In the Sageunay case, the court found that the presumption of deference had been rebutted; but I do not think there is or should be a legal presumption. The presumption of deference came from Alberta Teachers. As I understand Dunsmuir ― a necessary qualification, because I know my co-author signed on to the reasons in Alberta Teachers! ― we insisted on a contextual approach with general guideposts, which is inconsistent with a presumption of deference across the board. We simply said that, generally, reasonableness would apply in some circumstances (at para 54). We certainly did not say that correctness would no longer apply except in the case of four categories of decisions; the so-called correctness categories were examples of cases where correctness was obviously required. Beyond those categories, context would determine when correctness would be applied, and expertise would play a key role in those determinations. I might add that we did not say that expertise would be presumed, as some subsequent cases have held; in my opinion, deference had to be earned and justified in the context (at para 49). Deference is imperative for “processes and determinations that draw on particular expertise and experiences”, but not for all questions of law, merely because the question is raised by a decision-maker’s home statute. As Justice Slatter of the Alberta Court of Appeal put it, “these signposts were never intended to be hard and fast categories, and the standard of review analysis remains sensitive to the statutory and factual context.” Edmonton East (Capilano) Shopping Centres Limited v. Edmonton (City) 2015 ABCA 85 at para 23.

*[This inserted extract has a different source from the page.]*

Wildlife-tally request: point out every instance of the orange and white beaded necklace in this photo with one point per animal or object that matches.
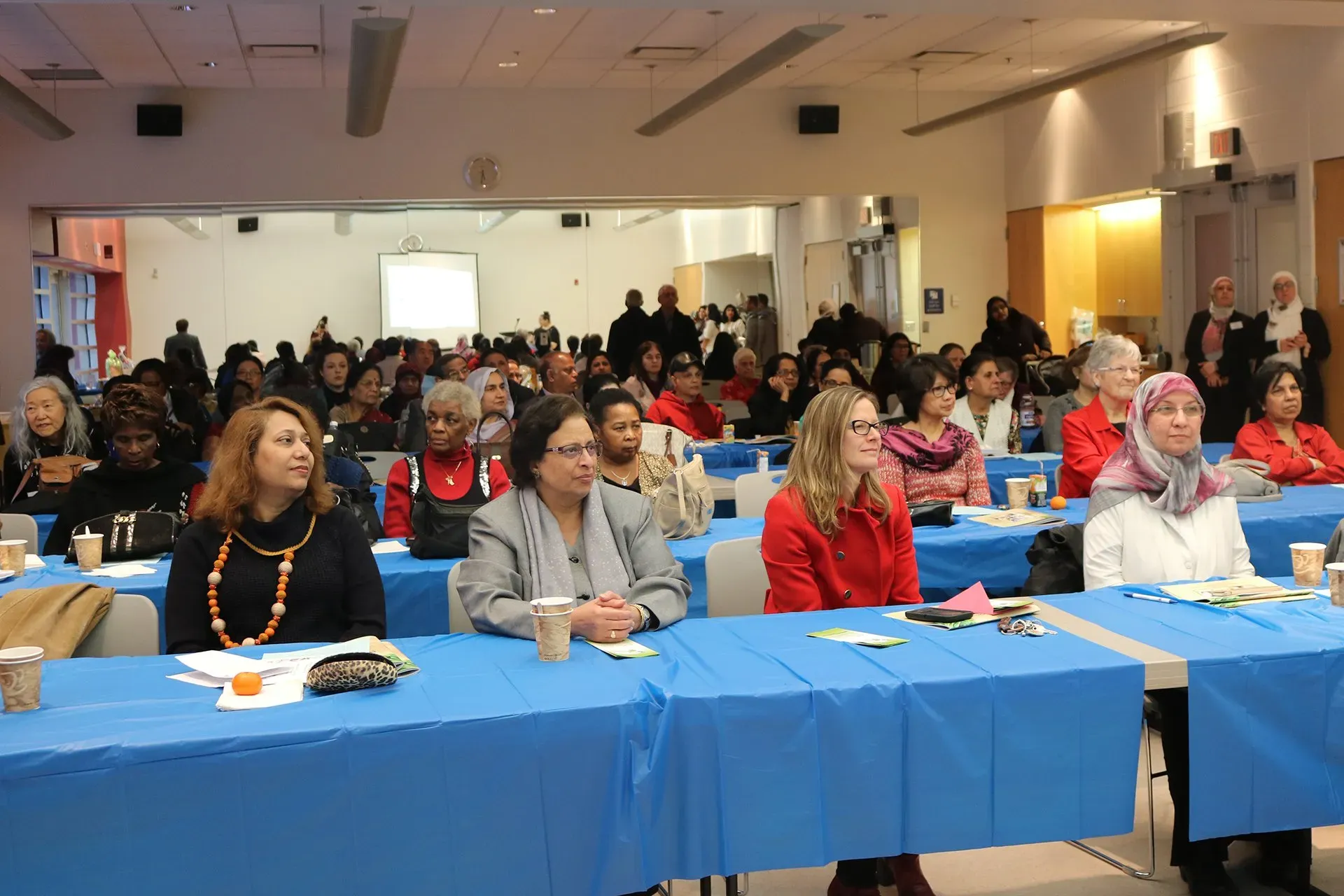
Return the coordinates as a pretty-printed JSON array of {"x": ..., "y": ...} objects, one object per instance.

It also seems to me that some of the decisions that followed Dunsmuir were not based on a consistent principled approach, whether it be that in Dunsmuir or another; it seems clear to me that, in at least some cases, the Court wanted to expedite affairs that had dragged on for too long, and in the process, lost sight of the need for consistency (see Bernard, Canadian Human Rights Commission).

Indeed, I think there have been too many decisions that have cut against what we were trying to achieve in Dunsmuir, or at least have proceeded on an understanding of administrative law to which I do not personally subscribe. I did not expect the court to give leave soon after Dunsmuir to so many applicants; I thought it would give lower courts time to experiment so that future necessary changes could be better identified. I personally regret that the court tried to adjust the Dunsmuir approach so soon, and that it made decisions that were, in my view, inconsistent with Dunsmuir, while purporting to apply it. In my view, this created unnecessary confusion.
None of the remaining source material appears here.